If I think about it, lots of times I stumble across an old blog post someone created that I’ve commented on at one point and I’ve forgotten. Sometimes I read those comments and think that I should have a way to move that content back into my own space — even if it means I can only review it out of the context of the original post. With all that said, I’ve been thinking about what I’ll call horizontal contributions. In a vertical sense we contribute original posts in our own space and people comment on them. Then if I show up at your blog, I can contribute a comment in that same vertical sense. In a horizontal model I have some sort of tracking that allows me to see not only all my own posts, but also my comments across the entire web. This would give an opportunity to gather these as further evidence of my overall contributions online.
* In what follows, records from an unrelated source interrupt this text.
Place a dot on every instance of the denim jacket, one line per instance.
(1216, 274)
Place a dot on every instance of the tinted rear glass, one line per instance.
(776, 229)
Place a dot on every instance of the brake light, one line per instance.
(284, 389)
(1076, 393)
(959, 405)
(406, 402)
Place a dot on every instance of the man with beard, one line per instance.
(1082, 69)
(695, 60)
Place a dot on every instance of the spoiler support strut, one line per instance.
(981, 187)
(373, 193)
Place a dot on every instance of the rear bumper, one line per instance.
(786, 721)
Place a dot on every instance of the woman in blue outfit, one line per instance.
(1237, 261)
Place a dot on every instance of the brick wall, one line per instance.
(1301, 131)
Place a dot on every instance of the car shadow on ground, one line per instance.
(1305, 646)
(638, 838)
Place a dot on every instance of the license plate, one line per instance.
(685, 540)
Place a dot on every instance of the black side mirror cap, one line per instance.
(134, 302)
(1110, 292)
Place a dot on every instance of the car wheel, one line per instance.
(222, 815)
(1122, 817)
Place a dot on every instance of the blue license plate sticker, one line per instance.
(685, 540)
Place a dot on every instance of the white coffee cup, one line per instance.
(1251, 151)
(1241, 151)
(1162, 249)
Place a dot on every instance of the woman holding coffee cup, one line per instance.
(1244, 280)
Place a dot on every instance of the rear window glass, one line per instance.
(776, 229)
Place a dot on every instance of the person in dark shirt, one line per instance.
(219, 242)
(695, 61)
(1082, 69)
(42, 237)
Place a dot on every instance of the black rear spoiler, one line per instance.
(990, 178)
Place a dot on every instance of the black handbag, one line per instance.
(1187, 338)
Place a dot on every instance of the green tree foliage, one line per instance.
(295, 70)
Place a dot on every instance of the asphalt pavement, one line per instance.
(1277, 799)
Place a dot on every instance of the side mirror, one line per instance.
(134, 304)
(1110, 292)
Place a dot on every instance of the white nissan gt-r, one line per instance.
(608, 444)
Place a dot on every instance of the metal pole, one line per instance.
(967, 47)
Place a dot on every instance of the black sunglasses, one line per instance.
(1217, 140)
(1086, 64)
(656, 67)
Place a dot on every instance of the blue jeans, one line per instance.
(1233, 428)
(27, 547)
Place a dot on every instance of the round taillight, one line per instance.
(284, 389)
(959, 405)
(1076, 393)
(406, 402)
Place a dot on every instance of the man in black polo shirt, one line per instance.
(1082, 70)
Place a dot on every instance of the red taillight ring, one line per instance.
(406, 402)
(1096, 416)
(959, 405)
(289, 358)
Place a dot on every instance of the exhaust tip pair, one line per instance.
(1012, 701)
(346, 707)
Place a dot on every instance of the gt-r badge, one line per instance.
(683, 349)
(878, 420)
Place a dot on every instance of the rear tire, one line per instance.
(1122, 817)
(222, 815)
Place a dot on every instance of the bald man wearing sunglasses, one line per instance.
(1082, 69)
This isn’t Wave specific per se as there are third party commenting engines that do stuff like this — if everyone on the social web used them. I’m not promoting a tool like Disqus for general use, but in an environment like ours we could easily replace our MT commenting engine with a third party one. It would be integrated into the templates so it would be invisible to users. What would need to happen is shibboleth integration, but we’ve done that before. I think it is something we’ll explore … and if we do I’ll be sure to share what we find. What do you think about this thinking? Crazy talk or is there something to it?
More Waving
Thanks much for the comments from yesterday’s post! Seems there is real interest in the Google Wave platform out there in ed tech land. One thing that is striking me as interesting are the number of comments I’m getting these days via Twitter … what excites me is that people are reading in the moment and are compelled to share a short thought with me.
@colecamplese great commentary cole. Thanks for translating to .edu space! (from @Clifhirtle)
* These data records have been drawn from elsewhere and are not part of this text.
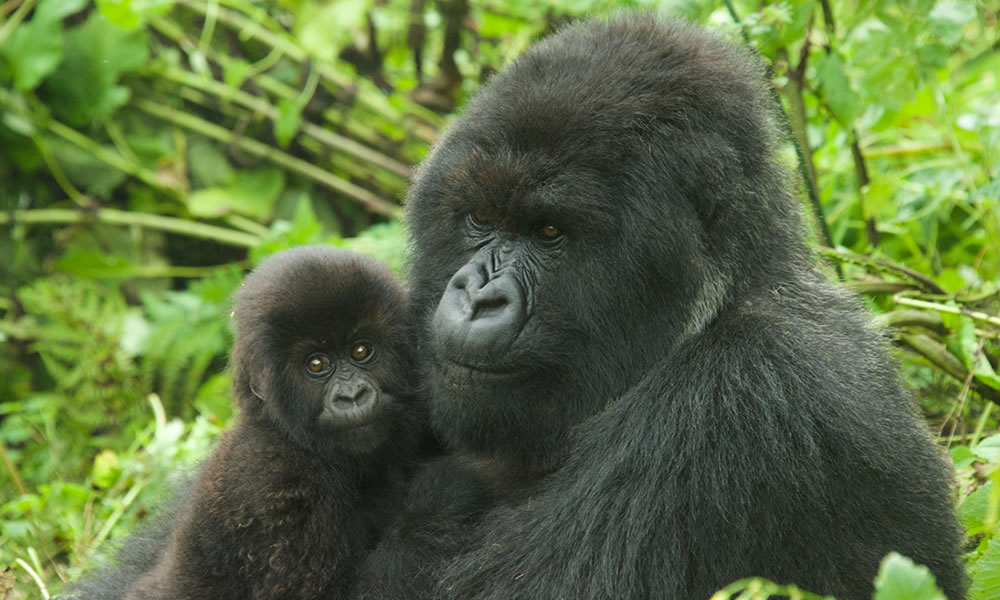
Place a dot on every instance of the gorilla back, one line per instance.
(620, 307)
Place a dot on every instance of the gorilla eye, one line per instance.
(479, 218)
(362, 352)
(550, 232)
(318, 364)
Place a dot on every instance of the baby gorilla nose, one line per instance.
(353, 403)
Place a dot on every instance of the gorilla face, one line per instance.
(580, 219)
(321, 349)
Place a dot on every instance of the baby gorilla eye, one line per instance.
(318, 364)
(362, 352)
(550, 232)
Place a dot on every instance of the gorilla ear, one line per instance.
(248, 389)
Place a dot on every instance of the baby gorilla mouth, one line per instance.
(351, 404)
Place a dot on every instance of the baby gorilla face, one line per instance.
(322, 349)
(352, 401)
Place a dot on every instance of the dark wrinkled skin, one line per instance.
(297, 493)
(664, 396)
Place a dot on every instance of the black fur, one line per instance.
(295, 496)
(683, 399)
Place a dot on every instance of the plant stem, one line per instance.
(325, 136)
(120, 217)
(221, 134)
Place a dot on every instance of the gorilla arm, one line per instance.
(259, 526)
(742, 455)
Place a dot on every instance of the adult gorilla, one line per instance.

What concerns me is that these are comments that could potentially move the conversation further if left within the context of the blog post. And in that statement I am making the case for what I understand Wave to be — a platflorm that will allow for in stream communication that will filter back into context. This is amazing to me in and of itself. Today I figured out that it will be relatively easy for us to run our own Wave instance … this will (presumably) give us a layer of control that could empower a whole new level of openness and conversation in our classrooms.
The old thinking of commenting where I need you to could be destroyed — and that is an amazingly scary thought. I love it.
The big talk across the edublog space is that it could mean the end of the LMS. I’ll just say it, that’s crazy talk. What it probably means is that we might get a better footing in the LMS contract world and that we’ll have new opportunities to innovate. This platform can do quite a bit for us in the teaching and learning space, but as far as I can tell it probably will not be suited for testing on a real scale and it probably cannot replace the basics of the LMS definition — learner management. We need the LMS to do lots of things, but we also need new tools to support pedagogy that works to engage students. I think Wave will begin to even the playing field so that we have easy to use teaching and learning platforms alongside our real need to manage assessment, participation, and the like. Wave represents a new opportunity.
I am thinking quite a bit about a post by colleague Michael Feldstein … I think it and the comments should be part of any of our push to understand these changes. Its worth a read and a discussion. As always I am happy to hear thoughts!